Wed Jan 9 13:59:00 GMT 2019

https://gcc.gnu.org/bugzilla/show_bug.cgi?id=88760

--- Comment #7 from Wilco <wilco at gcc dot gnu.org> ---
(In reply to rguenther@suse.de from comment #6)
> On Wed, 9 Jan 2019, wilco at gcc dot gnu.org wrote:
> 
> > https://gcc.gnu.org/bugzilla/show_bug.cgi?id=88760
> > 
> > --- Comment #5 from Wilco <wilco at gcc dot gnu.org> ---
> > (In reply to Wilco from comment #4)
> > > (In reply to ktkachov from comment #2)
> > > > Created attachment 45386 [details]
> > > > aarch64-llvm output with -Ofast -mcpu=cortex-a57
> > > > 
> > > > I'm attaching the full LLVM aarch64 output.
> > > > 
> > > > The output you quoted is with -funroll-loops.
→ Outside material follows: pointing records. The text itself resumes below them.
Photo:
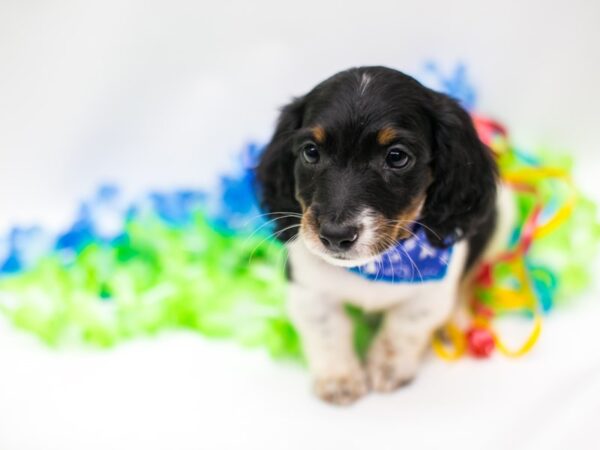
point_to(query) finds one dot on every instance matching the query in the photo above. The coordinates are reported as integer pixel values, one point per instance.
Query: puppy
(385, 198)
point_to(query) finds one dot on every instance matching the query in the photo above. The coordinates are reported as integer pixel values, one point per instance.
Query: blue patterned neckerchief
(413, 260)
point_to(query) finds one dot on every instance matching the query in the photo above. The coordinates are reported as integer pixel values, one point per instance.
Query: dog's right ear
(275, 171)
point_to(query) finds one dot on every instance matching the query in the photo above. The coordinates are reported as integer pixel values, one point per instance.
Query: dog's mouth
(358, 242)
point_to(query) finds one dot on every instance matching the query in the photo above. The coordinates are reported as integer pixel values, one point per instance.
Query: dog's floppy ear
(463, 192)
(275, 171)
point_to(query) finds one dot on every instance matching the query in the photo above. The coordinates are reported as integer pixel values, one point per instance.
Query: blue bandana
(413, 260)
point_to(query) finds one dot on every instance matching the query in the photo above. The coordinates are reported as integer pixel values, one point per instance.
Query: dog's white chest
(310, 271)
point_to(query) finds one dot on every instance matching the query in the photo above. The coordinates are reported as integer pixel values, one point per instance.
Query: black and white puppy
(352, 167)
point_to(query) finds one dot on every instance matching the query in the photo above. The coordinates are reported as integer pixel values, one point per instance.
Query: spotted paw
(341, 389)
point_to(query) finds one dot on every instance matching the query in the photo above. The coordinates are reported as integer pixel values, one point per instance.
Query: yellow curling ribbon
(457, 342)
(523, 298)
(527, 345)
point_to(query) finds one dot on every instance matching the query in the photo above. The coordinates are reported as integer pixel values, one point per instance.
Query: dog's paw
(341, 389)
(387, 369)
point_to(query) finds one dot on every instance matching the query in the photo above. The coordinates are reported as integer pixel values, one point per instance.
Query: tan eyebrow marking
(386, 135)
(319, 134)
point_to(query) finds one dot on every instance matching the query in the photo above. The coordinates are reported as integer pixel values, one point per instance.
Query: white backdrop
(163, 94)
(159, 94)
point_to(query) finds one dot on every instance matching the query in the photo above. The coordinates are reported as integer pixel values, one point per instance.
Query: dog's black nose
(336, 236)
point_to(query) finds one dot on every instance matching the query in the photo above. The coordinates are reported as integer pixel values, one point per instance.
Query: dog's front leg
(327, 339)
(406, 331)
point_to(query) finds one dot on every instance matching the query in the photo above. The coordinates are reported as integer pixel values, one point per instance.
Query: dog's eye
(310, 153)
(398, 158)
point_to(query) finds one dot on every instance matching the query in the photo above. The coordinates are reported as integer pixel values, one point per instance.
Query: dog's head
(365, 155)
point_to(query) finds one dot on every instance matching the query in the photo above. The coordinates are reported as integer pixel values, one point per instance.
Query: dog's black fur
(450, 167)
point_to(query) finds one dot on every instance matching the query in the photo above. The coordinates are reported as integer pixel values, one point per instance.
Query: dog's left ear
(275, 171)
(463, 192)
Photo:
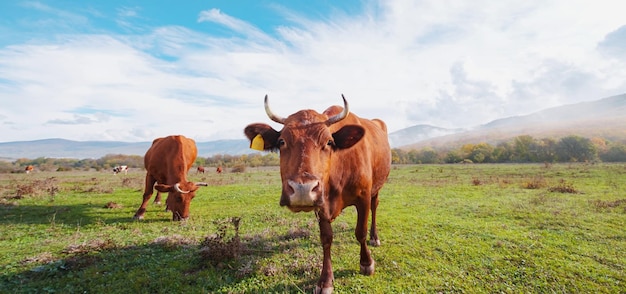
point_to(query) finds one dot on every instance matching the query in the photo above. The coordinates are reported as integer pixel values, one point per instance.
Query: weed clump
(218, 248)
(113, 205)
(535, 183)
(601, 204)
(91, 246)
(240, 168)
(564, 187)
(174, 241)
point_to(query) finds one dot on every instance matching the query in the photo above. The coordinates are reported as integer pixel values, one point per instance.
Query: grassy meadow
(444, 228)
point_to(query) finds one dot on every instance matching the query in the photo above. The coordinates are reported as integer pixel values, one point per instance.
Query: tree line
(522, 149)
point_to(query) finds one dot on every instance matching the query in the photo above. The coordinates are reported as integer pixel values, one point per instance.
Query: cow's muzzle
(301, 195)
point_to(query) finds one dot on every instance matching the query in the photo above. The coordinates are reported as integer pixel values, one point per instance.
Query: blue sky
(137, 70)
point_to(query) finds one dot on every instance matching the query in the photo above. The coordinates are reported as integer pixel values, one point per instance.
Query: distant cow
(29, 169)
(329, 161)
(167, 162)
(120, 168)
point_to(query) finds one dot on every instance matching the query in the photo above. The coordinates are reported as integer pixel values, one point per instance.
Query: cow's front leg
(367, 263)
(325, 283)
(146, 197)
(157, 198)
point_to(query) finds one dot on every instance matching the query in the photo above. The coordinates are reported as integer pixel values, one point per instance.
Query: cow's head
(306, 145)
(179, 197)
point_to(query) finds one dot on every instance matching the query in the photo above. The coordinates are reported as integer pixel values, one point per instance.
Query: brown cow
(329, 161)
(167, 162)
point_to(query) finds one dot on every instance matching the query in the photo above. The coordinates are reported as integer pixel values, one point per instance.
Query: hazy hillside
(605, 118)
(61, 148)
(418, 133)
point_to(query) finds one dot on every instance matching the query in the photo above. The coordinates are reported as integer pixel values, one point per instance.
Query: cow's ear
(267, 133)
(163, 187)
(347, 136)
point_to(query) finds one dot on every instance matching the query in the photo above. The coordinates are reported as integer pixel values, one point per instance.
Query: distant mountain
(605, 118)
(61, 148)
(418, 133)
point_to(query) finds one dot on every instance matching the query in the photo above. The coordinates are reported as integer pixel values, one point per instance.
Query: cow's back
(368, 160)
(169, 158)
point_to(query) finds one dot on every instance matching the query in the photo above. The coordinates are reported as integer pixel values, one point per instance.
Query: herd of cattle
(328, 161)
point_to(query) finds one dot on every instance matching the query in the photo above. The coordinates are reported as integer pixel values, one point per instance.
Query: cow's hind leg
(367, 263)
(149, 189)
(374, 240)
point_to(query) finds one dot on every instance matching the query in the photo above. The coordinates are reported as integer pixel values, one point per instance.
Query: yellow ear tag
(257, 143)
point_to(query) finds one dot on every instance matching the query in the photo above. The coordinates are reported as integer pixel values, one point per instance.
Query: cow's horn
(342, 114)
(177, 187)
(276, 118)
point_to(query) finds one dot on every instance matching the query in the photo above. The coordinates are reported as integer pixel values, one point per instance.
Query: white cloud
(446, 63)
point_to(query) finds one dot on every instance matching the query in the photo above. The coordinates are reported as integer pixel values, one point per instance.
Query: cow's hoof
(319, 290)
(368, 270)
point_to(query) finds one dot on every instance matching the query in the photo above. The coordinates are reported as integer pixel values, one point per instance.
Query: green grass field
(444, 228)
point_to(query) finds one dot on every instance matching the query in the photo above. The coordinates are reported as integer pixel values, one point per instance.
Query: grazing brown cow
(329, 161)
(167, 162)
(120, 168)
If that's not given, GCC
> > > > doesn't seem to unroll by default at all (on aarch64 or x86_64 from my
> > > > testing).
> > > > 
> > > > Is there anything we can do to make the default unrolling a bit more
> > > > aggressive?
> > > 
> > > I don't think the RTL unroller works at all. It doesn't have the right
> > > settings, and doesn't understand how to unroll, so we always get inefficient
> > > and bloated code.
> > > 
> > > To do unrolling correctly it has to be integrated at tree level - for
> > > example when vectorization isn't possible/beneficial, unrolling might still
> > > be a good idea.
> > 
> > To add some numbers to the conversation, the gain LLVM gets from default
> > unrolling is 4.5% on SPECINT2017 and 1.0% on SPECFP2017.
> > 
> > This clearly shows there is huge potential from unrolling, *if* we can teach
> > GCC to unroll properly like LLVM. That means early unrolling, using good
> > default settings and using a trailing loop rather than inefficient peeling.
> 
> I don't see why this cannot be done on RTL where we have vastly more
> information of whether there are execution resources that can be
> used by unrolling.  Note we also want unrolling to interleave
> instructions to not rely on pre-reload scheduling which in turn means
> having a good eye on register pressure (again sth not very well handled
> on GIMPLE)

The main issue is that other loop optimizations are done on tree, so things
like addressing modes, loop invariants, CSEs are run on the non-unrolled
version. Then when we unroll in RTL we end up with very non-optimal code.
Typical unrolled loop starts like this:

        add     x13, x2, 1
        add     x14, x2, 2
        add     x11, x2, 3
        add     x10, x2, 4
        ldr     w30, [x4, x13, lsl 2]
        add     x9, x2, 5
        add     x5, x2, 6
        add     x12, x2, 7
        ldr     d23, [x3, x2, lsl 3]
        ... rest of unrolled loop

So basically it decides to create a new induction variable for every unrolled
copy in the loop. This often leads to spills just because it creates way too
many redundant addressing instructions. It also blocks scheduling between
iterations since the alias optimization doesn't appear to understand simple
constant differences between indices.

So unrolling should definitely be done at a high level just like vectorization.